You want a lot more hens then roosters. One rooster will service a lot of hens.


----------



## ghostbuster (Nov 30, 2007)

it will always be like that the only way u can help the roosters not to shoot them


----------



## KEN W (Feb 22, 2002)

Wildllife people say 10-1 hens over roosters by spring is enough.They also say that you cannot hunt them down lower than 10-3 in a normal year.


----------



## blhunter3 (May 5, 2007)

I know that you need more hens then roosters, but it just gets a frusterating when you walk a mile and only see hens. The thing is that I think we shot all the roosters around here. We havent seen any for a long time. Ever the farmers said that they havent see one for a while either. We only shoot 4. Would that dent the population enough do to anything bad?


----------



## Coach529 (Dec 22, 2004)

Late season rooster are smart.....if you pressured them too much the moved on!!


----------



## blhunter3 (May 5, 2007)

We are the ONLY people that hunt them here, nobody hunts them here because there are not many here. I just want to know if there is anythign that I could do for the pheasant population next year.


----------



## northerngoosehunter (Mar 22, 2006)

Sure. Habitat management programs. Instead of the farmers planting from ditch to ditch have them leave some grass and cattails around for nesting and cover.
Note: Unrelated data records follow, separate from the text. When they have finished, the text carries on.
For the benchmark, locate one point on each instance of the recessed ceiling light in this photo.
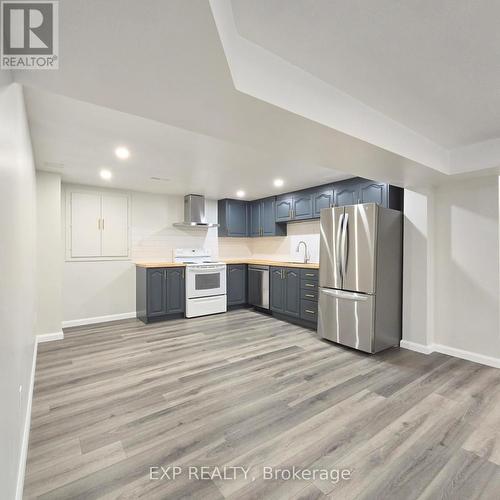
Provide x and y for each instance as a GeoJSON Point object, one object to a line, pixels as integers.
{"type": "Point", "coordinates": [106, 174]}
{"type": "Point", "coordinates": [122, 152]}
{"type": "Point", "coordinates": [164, 179]}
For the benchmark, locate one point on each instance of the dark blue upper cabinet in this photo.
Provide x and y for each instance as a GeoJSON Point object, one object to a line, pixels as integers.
{"type": "Point", "coordinates": [322, 198]}
{"type": "Point", "coordinates": [255, 218]}
{"type": "Point", "coordinates": [239, 218]}
{"type": "Point", "coordinates": [268, 219]}
{"type": "Point", "coordinates": [302, 205]}
{"type": "Point", "coordinates": [284, 205]}
{"type": "Point", "coordinates": [233, 218]}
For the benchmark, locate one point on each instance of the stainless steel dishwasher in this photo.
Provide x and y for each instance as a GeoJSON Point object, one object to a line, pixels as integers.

You drive through MN this time of year and it is just bare field after bare field. No cover for wintering birds and no cover for breeding hens to raise roosters.


----------



## just ducky (Apr 27, 2005)

It may be that you are SEEING few roosters, but they are around. Roosters tend to be smarter/more wary than hens. So even though you aren't seeing them, I'd guess they're there.


----------